Biden hasn’t helped the economy. It is worse now

Allison Schrager

To President Joe Biden’s credit, his policies didn’t cause many of the economic problems we face today. But they did make them worse. Even more troubling, his policies might reduce growth in the future and make the economy less equal and resilient.

The president normally doesn’t have much impact on the current economy; he doesn’t set energy or asset prices. But this administration has been especially productive when it comes to economic policy making, and most of those policies were bad for the economy. A healthy economy is growing; has low, stable inflation; is resilient to shocks; is able to create and adapt to new technology; and has some degree of equity among its constituents. Biden’s policies undermine all of these things.

Biden insists the economy is strong, and to some extent that’s true: Unemployment is low and household balance sheets are still in good shape. But inflation is high, GDP numbers are weak, a recession is looming, wages after inflation are falling and so is the stock market. Biden didn’t cause inflation — that was the result of supply constraints from the pandemic, loose monetary policy and the Trump-era stimulus bills. But then, just as the economy was starting to recover, the 2021 American Rescue Plan came along and made inflation even worse.

Economists estimate it was way too large and may have added from  2 to 4 percentage points to inflation. Coming on top of trillions of dollars in relief spending by the previous administration, the American Rescue Plan was excessive, in part, because it gave generous benefits to families who didn’t need it — middle- and upper-middle-class families who made six figures got checks. This may have been politically popular at the time, but the inflation it caused is harder on low earners who are more price-sensitive and will experience more harm during any recession caused by the efforts to fight inflation.

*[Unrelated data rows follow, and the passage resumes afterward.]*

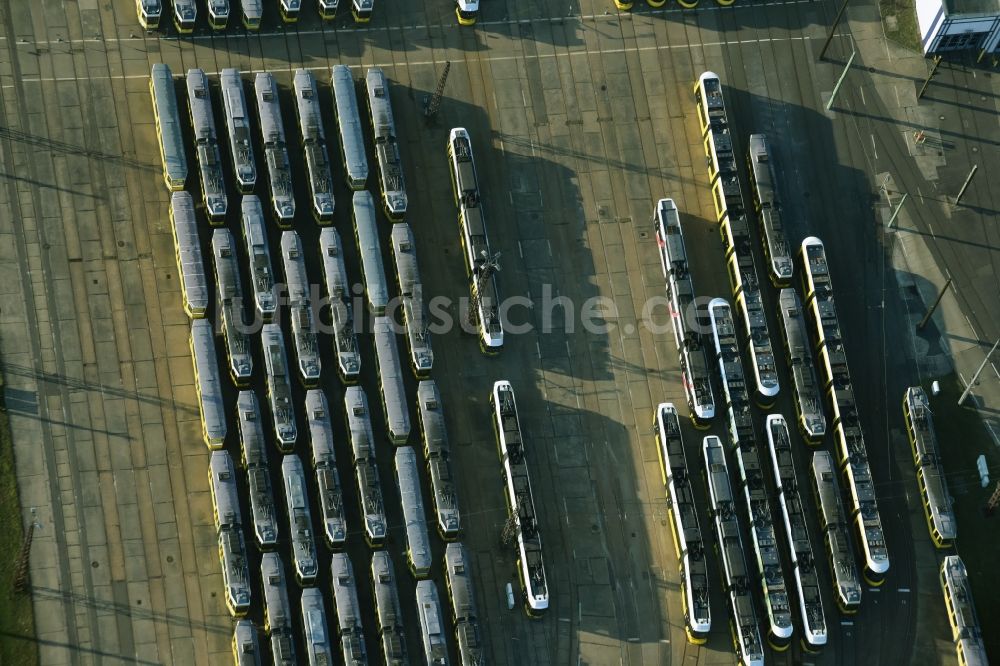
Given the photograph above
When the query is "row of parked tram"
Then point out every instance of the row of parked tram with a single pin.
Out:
(313, 473)
(184, 13)
(718, 332)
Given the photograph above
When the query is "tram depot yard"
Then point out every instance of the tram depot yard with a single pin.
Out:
(325, 410)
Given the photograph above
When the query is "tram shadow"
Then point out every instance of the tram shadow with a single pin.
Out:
(826, 192)
(578, 421)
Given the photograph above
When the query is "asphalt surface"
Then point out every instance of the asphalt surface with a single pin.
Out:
(580, 119)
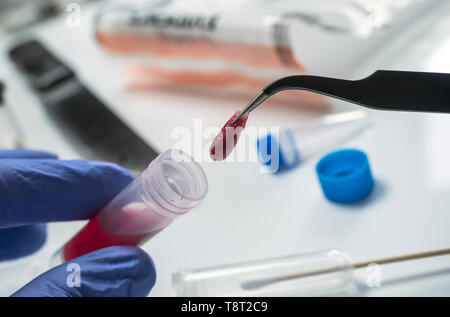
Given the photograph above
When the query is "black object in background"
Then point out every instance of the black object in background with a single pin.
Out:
(90, 125)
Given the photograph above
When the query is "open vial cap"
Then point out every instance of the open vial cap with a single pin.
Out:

Nor is Biden responsible for high energy prices, which were starting to rise as we came out of the pandemic and then went even higher because of the war in Ukraine. But his rhetoric against oil companies — suspending leases on public land, promising to eliminate use of fossil fuels and calling for oil companies to pay more for capital — reduced their incentive to invest in new production. He also nixed the Keystone XL pipeline from Canada, which had been slated to be finished early in 2023. All this adds up to fewer sources of energy now and less resilience to international price shocks.

Biden’s next, and supposedly best, legislative achievement was the 2021 $550 billion infrastructure bill. And there are aspects of it that are good for the economy: Improvements to ports and roads, creating resiliency to climate change, and expanding access to high-speed internet are all winners. But how the execution of these goals will play out is a major source of concern. For example, the bill ensures that as many jobs as possible go to union workers. In principle, there is nothing wrong with hiring unionized workers. But when government projects give unions a monopoly, it drives up costs and drags out timelines by years. A more competitive bidding process for labor would increase the odds the projects will go well and not cost taxpayers extra money.

Overall, there has been little, if any, attention paid to cost control. The bill also contains a lot of money for politically favored projects, such as his administration’s infatuation with passenger railroads and electric cars.

Investments in the economy can pay off, but like any investment they must be well-targeted and not excessively expensive, otherwise they just increase the deficit without generating much growth. And more debt makes the economy less resilient because higher interest rates mean there will be less room for spending in the future when we really need it.

This year’s $280 billion CHIPS Act suffers from many of the same problems as the infrastructure bill. It aims to increase production of American memory chips that are critical to the economy. Funding scientific research is great, and in theory, the bill aims to make the economy more resilient by reshoring production of an important good. But the US lacks the skilled labor force to make the chips it needs. Even more worrying is the instinct to craft industrial policy that tends to make domestic industry less competitive, robs domestic producers of quality inputs from abroad and makes goods more expensive.

It also creates more distortions in the economy by spending on favored industries.

And again, the bill favors more expensive unionized workers, who don’t have a great track record embracing new technology. Innovation and an ability to adapt to new technology is critical to a healthy economy. Industrial policy is tempting because you can direct money to places that appear to promise growth. But even if the process never gets corrupted (which it often does), picking winners is extremely difficult without market discipline.